Whether anyone agrees with Rogan’s approach or not, the early days of the internet would have seen his right to broadcast unquestioned. That this freedom is now threatened by – and via – the very internet structure that spawned it, attests to the crisis of narratives that is hollowing out the social media information delivery model.


Standard organisational communications has it that any entity, large or small, needs to have a consistent message in public relations terms. In news media landscapes this means that media companies looking to inform and generate debate have tended to adopt a certain ‘line’ which frames the angles and the editorial direction.

That’s not to say traditional or legacy media has developed a subjective culture, more that its objectivity has been in service of a broad ideal, be it democracy or a free market, and teased that out – ‘storied it’ – so that differences within the broad frameworks of accepted norms could be given space.
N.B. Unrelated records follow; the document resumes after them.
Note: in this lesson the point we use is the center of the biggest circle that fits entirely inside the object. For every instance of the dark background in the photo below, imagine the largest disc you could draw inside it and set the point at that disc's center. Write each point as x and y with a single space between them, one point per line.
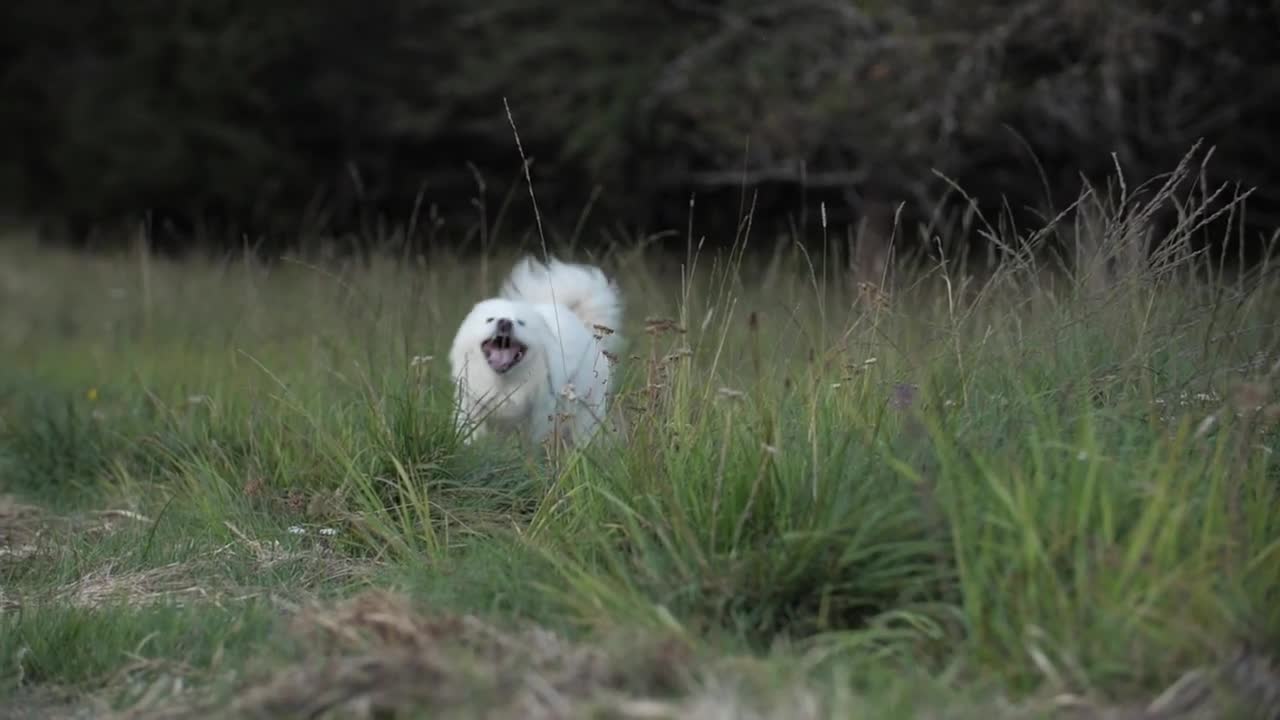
274 122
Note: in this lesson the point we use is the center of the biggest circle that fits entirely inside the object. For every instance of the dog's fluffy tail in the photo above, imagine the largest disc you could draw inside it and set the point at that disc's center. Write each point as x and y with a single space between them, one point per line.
583 288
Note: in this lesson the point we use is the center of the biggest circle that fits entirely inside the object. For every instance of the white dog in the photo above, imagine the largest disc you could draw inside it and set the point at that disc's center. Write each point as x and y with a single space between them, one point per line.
533 361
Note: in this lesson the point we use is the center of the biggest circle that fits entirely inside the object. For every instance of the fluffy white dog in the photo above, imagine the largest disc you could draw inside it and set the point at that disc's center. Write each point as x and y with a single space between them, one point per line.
533 360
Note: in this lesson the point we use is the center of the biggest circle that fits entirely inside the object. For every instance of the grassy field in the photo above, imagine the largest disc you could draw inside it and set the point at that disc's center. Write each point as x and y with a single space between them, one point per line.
232 490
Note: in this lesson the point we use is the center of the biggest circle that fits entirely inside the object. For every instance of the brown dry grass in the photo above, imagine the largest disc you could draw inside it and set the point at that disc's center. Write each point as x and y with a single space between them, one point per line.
375 656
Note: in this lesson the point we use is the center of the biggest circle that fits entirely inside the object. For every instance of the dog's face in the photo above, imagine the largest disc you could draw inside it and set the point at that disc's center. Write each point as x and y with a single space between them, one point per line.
504 333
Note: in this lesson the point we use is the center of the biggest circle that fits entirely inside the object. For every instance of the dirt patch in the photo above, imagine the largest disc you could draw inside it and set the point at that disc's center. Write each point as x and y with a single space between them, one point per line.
21 525
375 655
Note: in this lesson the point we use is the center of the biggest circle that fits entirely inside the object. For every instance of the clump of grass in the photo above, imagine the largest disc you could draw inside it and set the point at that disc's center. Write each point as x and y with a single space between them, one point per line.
1048 479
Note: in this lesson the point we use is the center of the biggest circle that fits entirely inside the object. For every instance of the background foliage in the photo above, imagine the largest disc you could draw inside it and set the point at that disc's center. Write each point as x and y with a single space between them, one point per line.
279 115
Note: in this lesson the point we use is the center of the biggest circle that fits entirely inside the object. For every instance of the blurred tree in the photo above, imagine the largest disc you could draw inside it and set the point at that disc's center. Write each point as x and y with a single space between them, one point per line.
293 118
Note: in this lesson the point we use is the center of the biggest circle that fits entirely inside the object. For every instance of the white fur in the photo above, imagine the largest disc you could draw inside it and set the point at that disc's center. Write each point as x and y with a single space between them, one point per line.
560 388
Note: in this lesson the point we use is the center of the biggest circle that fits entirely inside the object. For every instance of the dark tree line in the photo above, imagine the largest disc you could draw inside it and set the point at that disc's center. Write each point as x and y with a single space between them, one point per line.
282 118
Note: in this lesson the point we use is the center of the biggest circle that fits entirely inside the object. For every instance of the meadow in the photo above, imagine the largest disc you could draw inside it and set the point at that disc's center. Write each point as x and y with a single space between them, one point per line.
232 488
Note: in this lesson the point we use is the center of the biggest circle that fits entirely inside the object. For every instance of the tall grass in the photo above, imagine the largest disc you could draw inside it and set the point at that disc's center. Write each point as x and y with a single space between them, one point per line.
1047 475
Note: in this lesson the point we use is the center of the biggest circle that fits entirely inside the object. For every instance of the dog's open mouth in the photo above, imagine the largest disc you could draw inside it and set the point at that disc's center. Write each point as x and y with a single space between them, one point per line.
503 352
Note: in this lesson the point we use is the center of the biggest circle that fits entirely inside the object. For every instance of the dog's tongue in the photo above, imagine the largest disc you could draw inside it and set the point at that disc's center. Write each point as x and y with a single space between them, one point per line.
501 358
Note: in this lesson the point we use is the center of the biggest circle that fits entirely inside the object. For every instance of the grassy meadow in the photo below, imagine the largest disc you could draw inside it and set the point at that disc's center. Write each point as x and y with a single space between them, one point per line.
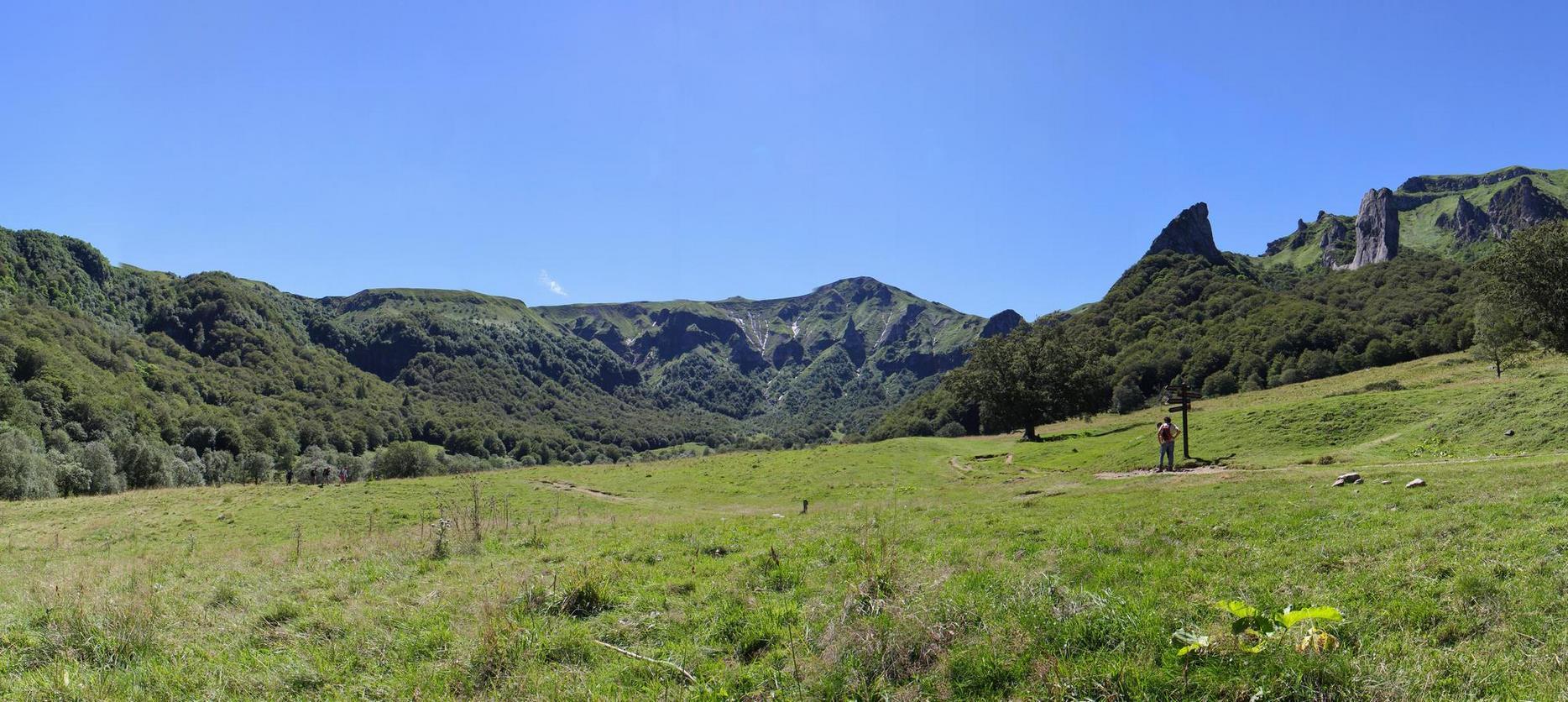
924 568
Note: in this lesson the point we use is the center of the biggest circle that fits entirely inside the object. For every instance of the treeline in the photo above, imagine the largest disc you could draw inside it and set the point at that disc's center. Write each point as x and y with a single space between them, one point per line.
229 369
1231 327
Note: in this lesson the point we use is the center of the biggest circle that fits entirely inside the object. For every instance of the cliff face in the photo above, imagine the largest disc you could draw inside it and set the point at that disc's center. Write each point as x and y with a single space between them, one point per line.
1521 206
1189 233
1377 229
1435 213
1468 223
1001 323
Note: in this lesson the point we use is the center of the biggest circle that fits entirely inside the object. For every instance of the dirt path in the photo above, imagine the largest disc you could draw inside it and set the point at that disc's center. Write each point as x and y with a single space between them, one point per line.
563 486
1136 474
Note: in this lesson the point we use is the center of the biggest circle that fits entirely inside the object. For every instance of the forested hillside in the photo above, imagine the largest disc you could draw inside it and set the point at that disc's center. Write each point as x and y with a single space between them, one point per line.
1389 284
115 376
831 361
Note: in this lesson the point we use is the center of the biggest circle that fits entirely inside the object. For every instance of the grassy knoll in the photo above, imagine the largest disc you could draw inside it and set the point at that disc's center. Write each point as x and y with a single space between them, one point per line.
924 566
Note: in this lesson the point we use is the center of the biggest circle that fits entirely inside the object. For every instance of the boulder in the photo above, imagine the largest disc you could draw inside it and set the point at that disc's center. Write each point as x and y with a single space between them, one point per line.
1001 323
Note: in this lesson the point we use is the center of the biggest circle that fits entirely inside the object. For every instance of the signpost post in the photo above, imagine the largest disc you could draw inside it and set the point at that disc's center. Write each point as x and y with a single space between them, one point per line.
1181 394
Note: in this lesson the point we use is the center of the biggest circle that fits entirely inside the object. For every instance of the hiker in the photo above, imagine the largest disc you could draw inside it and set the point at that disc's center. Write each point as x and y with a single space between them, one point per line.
1167 434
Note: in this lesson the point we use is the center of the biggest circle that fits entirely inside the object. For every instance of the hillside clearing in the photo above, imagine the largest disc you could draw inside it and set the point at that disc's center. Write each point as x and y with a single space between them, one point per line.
903 577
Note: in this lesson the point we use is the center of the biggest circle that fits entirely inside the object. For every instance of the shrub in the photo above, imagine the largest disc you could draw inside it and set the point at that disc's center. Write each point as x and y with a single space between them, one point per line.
1222 383
1126 398
25 472
404 459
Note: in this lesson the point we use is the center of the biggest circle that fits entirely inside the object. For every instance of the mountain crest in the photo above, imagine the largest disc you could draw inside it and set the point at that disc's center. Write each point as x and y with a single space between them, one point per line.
1189 233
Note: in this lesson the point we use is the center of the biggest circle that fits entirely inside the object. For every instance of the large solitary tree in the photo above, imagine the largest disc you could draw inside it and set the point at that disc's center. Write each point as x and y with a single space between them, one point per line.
1038 374
1499 340
1531 280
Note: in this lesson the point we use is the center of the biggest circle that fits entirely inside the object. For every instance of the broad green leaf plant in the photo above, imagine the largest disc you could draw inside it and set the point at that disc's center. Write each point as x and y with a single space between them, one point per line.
1252 631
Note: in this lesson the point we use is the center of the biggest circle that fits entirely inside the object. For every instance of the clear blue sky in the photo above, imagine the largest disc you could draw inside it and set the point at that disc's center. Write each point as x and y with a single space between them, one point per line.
985 155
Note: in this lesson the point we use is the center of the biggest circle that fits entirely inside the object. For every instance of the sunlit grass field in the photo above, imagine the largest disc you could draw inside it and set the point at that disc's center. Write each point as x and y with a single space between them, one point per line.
923 568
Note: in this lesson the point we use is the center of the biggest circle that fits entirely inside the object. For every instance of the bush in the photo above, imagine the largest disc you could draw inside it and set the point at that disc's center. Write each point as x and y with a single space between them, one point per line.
952 430
1126 398
404 459
25 472
1222 383
254 468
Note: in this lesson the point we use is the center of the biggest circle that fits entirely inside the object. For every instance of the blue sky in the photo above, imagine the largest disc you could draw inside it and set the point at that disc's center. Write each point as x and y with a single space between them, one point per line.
985 155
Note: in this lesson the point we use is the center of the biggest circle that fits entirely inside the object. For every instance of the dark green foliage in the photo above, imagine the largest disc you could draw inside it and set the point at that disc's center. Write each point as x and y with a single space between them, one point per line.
1499 338
1179 317
404 459
1037 374
1529 270
1222 383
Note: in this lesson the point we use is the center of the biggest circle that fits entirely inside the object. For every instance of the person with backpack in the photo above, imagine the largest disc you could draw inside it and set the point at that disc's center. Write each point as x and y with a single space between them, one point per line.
1167 434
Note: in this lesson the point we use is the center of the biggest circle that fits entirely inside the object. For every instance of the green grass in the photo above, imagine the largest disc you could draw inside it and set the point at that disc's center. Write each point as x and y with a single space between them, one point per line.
923 568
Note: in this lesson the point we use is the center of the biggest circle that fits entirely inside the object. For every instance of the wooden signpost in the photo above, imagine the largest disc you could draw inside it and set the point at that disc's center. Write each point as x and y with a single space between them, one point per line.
1181 394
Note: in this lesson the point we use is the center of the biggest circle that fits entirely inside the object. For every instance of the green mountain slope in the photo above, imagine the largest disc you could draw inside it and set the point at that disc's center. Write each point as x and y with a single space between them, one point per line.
827 361
974 568
1228 323
1445 215
212 362
135 354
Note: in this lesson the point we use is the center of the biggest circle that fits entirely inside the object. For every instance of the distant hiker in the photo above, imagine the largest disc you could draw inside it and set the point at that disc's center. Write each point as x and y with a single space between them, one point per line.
1167 434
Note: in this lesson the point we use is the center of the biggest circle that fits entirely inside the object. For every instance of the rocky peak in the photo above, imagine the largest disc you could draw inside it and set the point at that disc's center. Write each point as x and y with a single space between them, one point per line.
1521 206
1377 229
1468 223
1001 323
1446 184
1189 233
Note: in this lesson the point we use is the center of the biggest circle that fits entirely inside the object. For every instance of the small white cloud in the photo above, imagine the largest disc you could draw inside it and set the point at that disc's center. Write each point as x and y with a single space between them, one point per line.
549 282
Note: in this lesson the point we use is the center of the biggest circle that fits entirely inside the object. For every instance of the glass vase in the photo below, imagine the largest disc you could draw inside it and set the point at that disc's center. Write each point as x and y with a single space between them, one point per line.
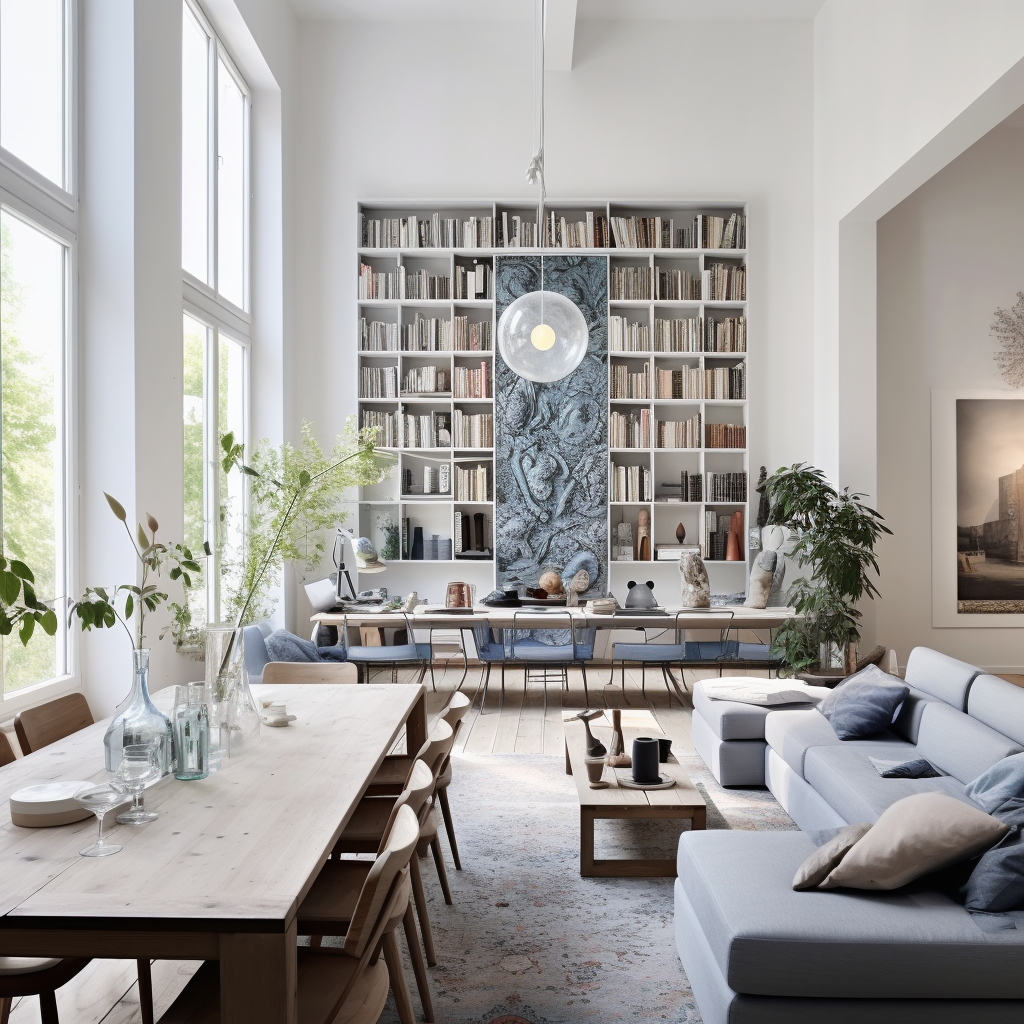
235 718
138 721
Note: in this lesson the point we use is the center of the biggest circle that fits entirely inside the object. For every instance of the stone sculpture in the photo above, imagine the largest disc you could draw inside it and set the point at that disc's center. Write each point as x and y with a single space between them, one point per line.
694 585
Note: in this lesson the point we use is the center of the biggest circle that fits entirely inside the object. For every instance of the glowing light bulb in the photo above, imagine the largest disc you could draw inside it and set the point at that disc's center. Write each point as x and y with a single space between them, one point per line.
542 337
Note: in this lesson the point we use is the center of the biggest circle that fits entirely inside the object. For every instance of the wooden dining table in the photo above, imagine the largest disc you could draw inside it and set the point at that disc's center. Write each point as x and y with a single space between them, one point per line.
220 873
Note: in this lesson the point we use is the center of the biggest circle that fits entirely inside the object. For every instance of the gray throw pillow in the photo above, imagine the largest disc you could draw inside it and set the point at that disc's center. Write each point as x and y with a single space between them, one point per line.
1001 783
864 704
996 884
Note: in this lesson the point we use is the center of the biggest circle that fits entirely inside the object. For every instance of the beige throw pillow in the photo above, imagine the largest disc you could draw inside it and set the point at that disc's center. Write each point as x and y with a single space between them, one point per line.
915 836
818 864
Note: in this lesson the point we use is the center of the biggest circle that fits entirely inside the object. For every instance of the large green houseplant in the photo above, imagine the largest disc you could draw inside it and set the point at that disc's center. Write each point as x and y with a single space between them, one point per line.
836 534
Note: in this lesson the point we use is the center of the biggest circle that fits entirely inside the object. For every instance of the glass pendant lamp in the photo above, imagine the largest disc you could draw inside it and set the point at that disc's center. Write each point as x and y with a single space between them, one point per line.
543 336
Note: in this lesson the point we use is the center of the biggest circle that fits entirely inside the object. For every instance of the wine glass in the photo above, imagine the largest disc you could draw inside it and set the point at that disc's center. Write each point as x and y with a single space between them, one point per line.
98 799
138 766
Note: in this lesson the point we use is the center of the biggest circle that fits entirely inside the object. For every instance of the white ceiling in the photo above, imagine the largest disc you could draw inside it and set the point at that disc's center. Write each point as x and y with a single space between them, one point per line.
517 10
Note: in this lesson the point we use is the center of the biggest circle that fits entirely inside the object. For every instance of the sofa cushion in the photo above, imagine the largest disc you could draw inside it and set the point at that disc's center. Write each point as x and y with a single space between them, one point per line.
957 744
863 705
998 705
940 676
912 838
847 779
769 940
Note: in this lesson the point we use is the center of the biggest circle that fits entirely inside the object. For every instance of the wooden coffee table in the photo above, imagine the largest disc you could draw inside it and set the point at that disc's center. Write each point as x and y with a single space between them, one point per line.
682 801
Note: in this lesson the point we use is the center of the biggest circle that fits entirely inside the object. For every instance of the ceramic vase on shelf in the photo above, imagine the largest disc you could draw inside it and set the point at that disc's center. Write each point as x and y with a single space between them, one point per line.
138 721
235 719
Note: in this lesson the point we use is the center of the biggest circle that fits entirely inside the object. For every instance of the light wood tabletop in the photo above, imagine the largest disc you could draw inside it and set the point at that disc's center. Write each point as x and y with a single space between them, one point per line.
220 873
683 801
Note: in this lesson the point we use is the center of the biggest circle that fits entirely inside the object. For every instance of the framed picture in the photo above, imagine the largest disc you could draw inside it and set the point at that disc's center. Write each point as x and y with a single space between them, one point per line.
977 502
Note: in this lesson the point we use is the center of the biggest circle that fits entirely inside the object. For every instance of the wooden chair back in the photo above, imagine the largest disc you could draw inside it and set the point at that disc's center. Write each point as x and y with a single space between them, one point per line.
46 724
372 907
309 672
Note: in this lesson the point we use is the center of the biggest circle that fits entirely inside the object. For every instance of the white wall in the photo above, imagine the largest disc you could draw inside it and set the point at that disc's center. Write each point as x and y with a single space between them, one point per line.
948 255
650 110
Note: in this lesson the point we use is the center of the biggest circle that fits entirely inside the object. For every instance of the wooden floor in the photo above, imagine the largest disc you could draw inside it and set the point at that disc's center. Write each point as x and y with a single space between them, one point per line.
105 992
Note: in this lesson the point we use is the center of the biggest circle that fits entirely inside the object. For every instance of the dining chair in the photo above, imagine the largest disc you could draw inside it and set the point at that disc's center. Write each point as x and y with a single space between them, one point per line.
562 643
346 984
47 723
407 654
309 672
454 714
23 976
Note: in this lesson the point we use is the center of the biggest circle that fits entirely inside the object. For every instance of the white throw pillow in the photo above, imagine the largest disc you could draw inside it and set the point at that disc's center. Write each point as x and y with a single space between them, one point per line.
759 691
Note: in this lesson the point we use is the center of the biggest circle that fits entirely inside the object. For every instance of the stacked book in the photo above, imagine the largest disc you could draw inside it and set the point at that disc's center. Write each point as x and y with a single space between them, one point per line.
423 285
470 383
471 337
725 435
378 337
473 429
721 282
678 335
386 425
630 430
425 380
629 283
428 334
378 382
624 384
726 487
631 483
682 433
473 282
472 483
626 337
380 286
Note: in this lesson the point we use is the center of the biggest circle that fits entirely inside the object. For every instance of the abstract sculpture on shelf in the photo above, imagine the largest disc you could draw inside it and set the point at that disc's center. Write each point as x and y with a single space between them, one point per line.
694 585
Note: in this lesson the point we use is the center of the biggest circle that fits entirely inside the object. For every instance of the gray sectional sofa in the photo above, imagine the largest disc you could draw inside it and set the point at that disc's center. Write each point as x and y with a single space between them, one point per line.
757 951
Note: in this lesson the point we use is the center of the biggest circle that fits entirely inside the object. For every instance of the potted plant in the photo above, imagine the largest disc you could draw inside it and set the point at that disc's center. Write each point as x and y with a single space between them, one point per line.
835 535
137 721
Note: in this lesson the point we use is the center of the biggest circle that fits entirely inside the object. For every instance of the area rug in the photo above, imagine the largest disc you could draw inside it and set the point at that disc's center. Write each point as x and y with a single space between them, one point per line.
527 940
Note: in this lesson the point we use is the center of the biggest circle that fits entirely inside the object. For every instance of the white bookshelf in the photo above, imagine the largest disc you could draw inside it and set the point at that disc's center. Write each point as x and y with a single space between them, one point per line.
436 512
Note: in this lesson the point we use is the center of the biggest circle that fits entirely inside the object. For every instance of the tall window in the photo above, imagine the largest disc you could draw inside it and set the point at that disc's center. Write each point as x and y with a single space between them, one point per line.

That format was tempered and framed by the advertising dollars that propped up legacy media pre-internet.

Thus, the media narrative had, more or less, a functional singularity. Pre-internet media in the West since at least the 1950s was more or less without question, pro-state, pro-market, pro-democracy. The discourse was around how those structures should look and work.

Then, you had Facebook (launched in 2004) and Twitter (2006) which believed the multiple narratives of any given community or population could simply be collated and published, outside any frameworks or structure. This approach would, they argued, redefine how information was received, making it more democratic and direct. The news was not a narrative as such, but a landscape. Truth was where you found it.

For fellow disruptors like Spotify, for example, the mindset appears to be to throw anything and everything on the wall and see what sticks. As long as someone listens to it. That has become more apparent as it shifted into podcasting to help it develop a more loyal market than ‘FIFO’ music fans.

That too worked for a while.

Now, they have been forced to choose sides and it looks like the internet revolution is over.

In this light, we might see Mark Zuckerberg’s vision of a ‘metaverse’ as something of an admission that social media as we know it, even such a highly commercialised and successful component of it as Facebook, does have its limits after all.

The journey of social media platforms over the last two decades suggests that the concept of multiple narratives just ends up being, well, no narrative at all.

Traditional media too has got tangled up in trying to play the same game and has, as a whole, struggled to find its own purpose.

The result is a confused and anxious populace and an overreaching and panic-stricken managerial and political elite, all looking to control their destiny and to focus the narrative. Hence conspiracies, fake news, misinformation, propaganda; an overwhelming tsunami of narratives.

Spotify’s ‘Rogan Moment’ embodies the world social media has made. It’s not who is right or what are the facts. It’s who sells the best story. The world before was far from perfect. But if this is utopia then nostalgia might define the future.

James Rose is an author, media and communications writer and analyst and a university tutor in media and journalism.